There is certainly no rest for the weary. Fresh off of a disheartening loss to Harvard, the men’s basketball team must start the second half of their home-stand against two of the Ivy League’s best: Yale and Brown. Though out of league contention themselves, the Tigers face off against two teams still in the hunt for the No. 1 spot.
If the previous games are any indicator, this pair of showdowns should prove to be intense. Princeton’s rematch against Yale (14-10 overall, 8-2 Ivy League) should prove to draw particular attention. The Tigers are only two weeks removed from a heartbreaking loss in New Haven, where after gaining an 11-point lead at halftime, they ceded all momentum to the Bulldogs and went on to lose on a go-ahead jumper in overtime.

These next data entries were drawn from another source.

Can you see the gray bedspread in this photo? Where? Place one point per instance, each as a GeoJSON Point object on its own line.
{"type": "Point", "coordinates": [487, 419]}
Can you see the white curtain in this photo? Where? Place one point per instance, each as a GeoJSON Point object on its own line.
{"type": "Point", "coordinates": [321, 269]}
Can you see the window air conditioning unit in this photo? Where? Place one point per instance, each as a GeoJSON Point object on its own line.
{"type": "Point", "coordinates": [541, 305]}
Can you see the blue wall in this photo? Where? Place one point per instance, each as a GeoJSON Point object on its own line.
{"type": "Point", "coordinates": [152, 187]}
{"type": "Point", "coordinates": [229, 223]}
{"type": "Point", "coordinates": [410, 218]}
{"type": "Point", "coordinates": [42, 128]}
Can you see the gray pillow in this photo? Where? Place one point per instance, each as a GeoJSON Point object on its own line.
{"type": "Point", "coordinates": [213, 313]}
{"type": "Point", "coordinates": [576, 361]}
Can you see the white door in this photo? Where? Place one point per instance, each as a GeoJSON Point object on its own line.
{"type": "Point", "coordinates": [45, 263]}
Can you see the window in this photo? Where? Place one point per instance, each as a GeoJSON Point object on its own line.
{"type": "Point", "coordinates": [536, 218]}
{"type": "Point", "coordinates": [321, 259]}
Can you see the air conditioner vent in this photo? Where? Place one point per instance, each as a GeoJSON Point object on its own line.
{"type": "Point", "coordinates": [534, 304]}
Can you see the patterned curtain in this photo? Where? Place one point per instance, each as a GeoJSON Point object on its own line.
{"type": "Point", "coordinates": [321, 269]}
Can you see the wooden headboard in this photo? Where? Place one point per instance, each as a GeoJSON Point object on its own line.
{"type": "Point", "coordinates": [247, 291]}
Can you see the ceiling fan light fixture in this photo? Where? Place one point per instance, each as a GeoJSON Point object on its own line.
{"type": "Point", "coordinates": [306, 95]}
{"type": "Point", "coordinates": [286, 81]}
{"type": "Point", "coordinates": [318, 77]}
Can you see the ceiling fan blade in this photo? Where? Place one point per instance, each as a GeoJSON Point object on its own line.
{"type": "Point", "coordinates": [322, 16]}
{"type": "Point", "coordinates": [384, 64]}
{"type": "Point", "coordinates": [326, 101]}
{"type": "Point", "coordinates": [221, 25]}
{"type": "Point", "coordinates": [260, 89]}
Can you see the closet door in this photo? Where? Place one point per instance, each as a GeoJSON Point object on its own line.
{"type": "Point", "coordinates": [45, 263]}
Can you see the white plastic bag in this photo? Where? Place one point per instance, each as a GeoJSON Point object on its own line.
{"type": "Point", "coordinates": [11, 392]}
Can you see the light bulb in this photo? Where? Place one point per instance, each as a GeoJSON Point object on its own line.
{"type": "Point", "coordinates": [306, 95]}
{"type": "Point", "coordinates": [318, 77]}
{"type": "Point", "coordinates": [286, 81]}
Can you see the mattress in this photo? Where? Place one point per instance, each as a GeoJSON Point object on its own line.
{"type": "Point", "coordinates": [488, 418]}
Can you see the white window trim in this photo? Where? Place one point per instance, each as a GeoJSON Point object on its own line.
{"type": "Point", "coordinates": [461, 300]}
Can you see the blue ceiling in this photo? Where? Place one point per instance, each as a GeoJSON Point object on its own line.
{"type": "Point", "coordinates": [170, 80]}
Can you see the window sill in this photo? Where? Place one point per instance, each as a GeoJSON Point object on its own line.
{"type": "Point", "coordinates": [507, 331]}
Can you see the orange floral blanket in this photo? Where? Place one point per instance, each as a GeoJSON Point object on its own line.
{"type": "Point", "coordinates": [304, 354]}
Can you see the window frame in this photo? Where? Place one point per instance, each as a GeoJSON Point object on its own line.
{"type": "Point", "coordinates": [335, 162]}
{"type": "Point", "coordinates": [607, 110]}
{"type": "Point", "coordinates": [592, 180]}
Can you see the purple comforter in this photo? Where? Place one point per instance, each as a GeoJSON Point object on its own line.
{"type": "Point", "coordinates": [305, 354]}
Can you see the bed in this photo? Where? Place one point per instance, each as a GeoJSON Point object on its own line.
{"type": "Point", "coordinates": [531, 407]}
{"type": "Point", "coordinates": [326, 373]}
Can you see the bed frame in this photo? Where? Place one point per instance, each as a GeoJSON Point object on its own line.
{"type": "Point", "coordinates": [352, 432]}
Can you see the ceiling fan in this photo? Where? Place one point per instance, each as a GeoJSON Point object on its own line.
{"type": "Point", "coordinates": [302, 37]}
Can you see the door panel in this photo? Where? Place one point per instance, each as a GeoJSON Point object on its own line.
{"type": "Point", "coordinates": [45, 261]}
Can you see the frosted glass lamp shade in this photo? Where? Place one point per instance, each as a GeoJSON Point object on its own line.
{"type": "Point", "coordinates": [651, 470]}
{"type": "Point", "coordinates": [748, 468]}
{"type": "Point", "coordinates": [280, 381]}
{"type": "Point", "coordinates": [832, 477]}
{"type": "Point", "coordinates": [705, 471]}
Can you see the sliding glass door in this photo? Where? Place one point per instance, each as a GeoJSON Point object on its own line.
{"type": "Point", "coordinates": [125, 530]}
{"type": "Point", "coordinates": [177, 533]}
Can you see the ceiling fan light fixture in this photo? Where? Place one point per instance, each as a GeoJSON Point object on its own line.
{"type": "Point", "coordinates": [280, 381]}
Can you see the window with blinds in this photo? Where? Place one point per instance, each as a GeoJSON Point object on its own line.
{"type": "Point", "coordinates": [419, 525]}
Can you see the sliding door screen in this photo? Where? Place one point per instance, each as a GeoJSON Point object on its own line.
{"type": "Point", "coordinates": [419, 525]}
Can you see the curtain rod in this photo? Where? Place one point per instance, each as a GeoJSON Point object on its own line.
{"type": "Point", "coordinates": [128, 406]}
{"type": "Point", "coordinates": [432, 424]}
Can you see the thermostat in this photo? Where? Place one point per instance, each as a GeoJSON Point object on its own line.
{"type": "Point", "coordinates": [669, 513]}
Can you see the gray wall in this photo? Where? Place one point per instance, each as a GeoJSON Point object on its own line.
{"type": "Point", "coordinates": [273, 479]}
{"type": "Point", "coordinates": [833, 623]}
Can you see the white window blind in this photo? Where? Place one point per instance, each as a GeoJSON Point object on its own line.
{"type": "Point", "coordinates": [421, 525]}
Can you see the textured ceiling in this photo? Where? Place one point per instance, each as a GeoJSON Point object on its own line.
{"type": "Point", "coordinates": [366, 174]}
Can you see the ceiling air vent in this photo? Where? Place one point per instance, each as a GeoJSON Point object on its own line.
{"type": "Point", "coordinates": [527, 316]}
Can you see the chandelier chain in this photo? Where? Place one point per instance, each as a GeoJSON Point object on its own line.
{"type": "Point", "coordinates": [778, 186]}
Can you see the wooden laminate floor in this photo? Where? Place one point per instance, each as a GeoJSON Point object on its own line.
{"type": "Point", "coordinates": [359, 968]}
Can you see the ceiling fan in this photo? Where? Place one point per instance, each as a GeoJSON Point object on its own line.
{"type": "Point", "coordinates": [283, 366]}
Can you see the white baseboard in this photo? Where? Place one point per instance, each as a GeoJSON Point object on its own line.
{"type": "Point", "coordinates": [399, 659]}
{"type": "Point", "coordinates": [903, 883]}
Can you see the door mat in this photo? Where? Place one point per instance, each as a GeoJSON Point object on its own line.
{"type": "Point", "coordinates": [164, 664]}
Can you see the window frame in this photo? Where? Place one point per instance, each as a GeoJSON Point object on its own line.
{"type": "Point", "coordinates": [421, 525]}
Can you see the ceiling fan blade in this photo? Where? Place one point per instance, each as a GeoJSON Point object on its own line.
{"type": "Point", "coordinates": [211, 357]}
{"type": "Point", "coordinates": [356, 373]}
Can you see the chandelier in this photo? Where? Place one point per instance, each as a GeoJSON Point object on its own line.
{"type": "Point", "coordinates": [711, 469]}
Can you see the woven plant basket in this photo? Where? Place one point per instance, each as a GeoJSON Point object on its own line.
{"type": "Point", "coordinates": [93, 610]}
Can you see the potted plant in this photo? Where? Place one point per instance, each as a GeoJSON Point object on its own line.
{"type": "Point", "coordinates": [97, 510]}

When asked about the team’s issues after halftime, sophomore forward Hans Brase maintained that they “need to keep running our offense, keep trying to score, [and] keep playing defense. In both those games we played great first halves, and the other team came back in those first four minutes and punched us in the mouth.”
Indeed, such shifts in momentum have been evident in Princeton’s last three losses. Against the league’s current top teams (Harvard, Yale and Columbia) the Tigers gained double-digit advantages in the first half, only to come out cold in the second half on all three occasions.
The Tigers face a Yale team that has been their mirror opposite this season: less than stellar inter-conference play, outstanding performance during Ivy League competition. The Bulldogs come into this game second in the Ivy League, smarting from a recent loss to the streaking Columbia Lions. They look to get strong performances from their combination of forwards, Armani Cotton and Justin Sears. Cotton especially could prove to be a handful for the Tigers, averaging 12.6 points and 7.5 rebounds per game in league play. Moreover, the Tigers continue to underperform in offensive rebounding, ranking dead last in the Ivy League in this category. Sears has also come on strong in the pursuit for the Ivy League crown. He comes into Jadwin Gymnasium averaging 15.8 points per game and 6.9 rebounds per game, Yale’s leader in both areas.
Likewise, Brown looks to be no easier an opponent. The Bears (14-10, 6-4) are currently tied with Columbia for third in the league, and are fresh off of a gutsy win against Cornell in overtime. With only four games left in the regular season, they will need every win just to stay alive in the hunt for an NCAA tournament spot. Brown come in this weekend with a budding arsenal of offensive weapons. As in previous contests, one of the key points for the Tigers will be containing Sean McGonagill, who has been one of the conference’s most dangerous scorers all season. Recently, however, he has struggled with his shot, only scoring double digits in one of his last three games. Moreover, Brown could be playing again without their leading rebounder and three-point shooter, Rafael Maia, who missed both of last weekend’s games with an ankle injury.
Despite these misfortunes, other players have been stepping up to fill the void on offense. Cedric Kuakumensah, probably the Ivy League’s best defensive force this season, has asserted himself down the closing stretch of the season. His offensive prowess was on full display at Cornell’s last game, where he manhandled the Big Red for 30 points, 14 rebounds, and 7 blocks. Moreover, freshman forward Leland King will be a threat to watch out for, as he has ramped up his offensive production since the last time Brown faced Princeton. Despite being out of contention for the Ivy League championship, this is a Tiger team committed to day-by-day excellence. Brase said, despite the season’s setbacks, “the team has no change in attitude. [We’re still] trying to win every game, [still taking] the same approach. But it’s a pride thing now. Teams are still scared of us because they know what we can do.”